What you should do is solve for the radially ingoing/outgoing radiation in the Schwarzschild geometry and sketch the light cones defined by the worldlines of the ingoing/outgoing radiation inside the event horizon in terms of Eddington-Finkelstein coordinates. Even though the local light cone structure is trivial, globally there is a big difference due to the highly non-trivial space-time structure inside of the event horizon. Recall that future-directed time-like curves and null geodesics must pass through the future lobes of light cones from event to event.

Last edited: Nov 22, 2013
11. Nov 22, 2013

### Staff: Mentor

Giving energy to light doesn't change its speed, but light moving in curved spacetime will travel on paths that don't match your intuitions, which are based on flat spacetime. The light at the event horizon of a black hole is moving radially outward at c (relative to local observers): but spacetime is curved enough at the horizon that radially outgoing light stays at the horizon.

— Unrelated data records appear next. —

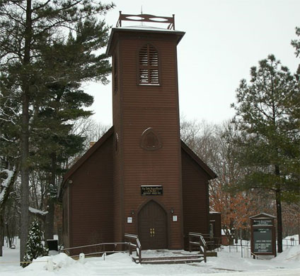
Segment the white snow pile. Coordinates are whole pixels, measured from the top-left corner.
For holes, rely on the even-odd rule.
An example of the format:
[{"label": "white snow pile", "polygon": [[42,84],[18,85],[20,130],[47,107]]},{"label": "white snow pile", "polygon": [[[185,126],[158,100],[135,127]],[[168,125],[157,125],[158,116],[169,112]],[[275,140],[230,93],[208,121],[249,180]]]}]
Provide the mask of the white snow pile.
[{"label": "white snow pile", "polygon": [[300,245],[292,246],[272,259],[272,261],[300,262]]},{"label": "white snow pile", "polygon": [[24,270],[42,271],[58,270],[62,267],[74,265],[76,260],[69,257],[65,253],[60,253],[52,256],[44,256],[33,260],[33,263],[24,268]]}]

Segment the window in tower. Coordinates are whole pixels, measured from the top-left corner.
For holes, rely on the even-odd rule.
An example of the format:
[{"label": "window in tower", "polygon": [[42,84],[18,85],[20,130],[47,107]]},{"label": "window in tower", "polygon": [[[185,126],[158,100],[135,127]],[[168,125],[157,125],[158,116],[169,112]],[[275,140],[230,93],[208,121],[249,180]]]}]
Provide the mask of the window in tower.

One way of visualizing this is to think of light as traveling along the local light cones, and gravity as "tilting" the light cones inward towards the gravitating body. (WannabeNewton gave similar advice.) Far away from a black hole, spacetime is nearly flat, so the light cones go up and to the left, and up and to the right, at close to 45 degrees (in perfectly flat spacetime, they would be at exactly 45 degrees, viewed on a spacetime diagram). But as you get closer to the hole, the light cones tilt inward: more precisely, the outer sides of the light cones get closer and closer to vertical. At the event horizon, the outer sides of the light cones are exactly vertical, meaning that radially outgoing light stays at the same radius.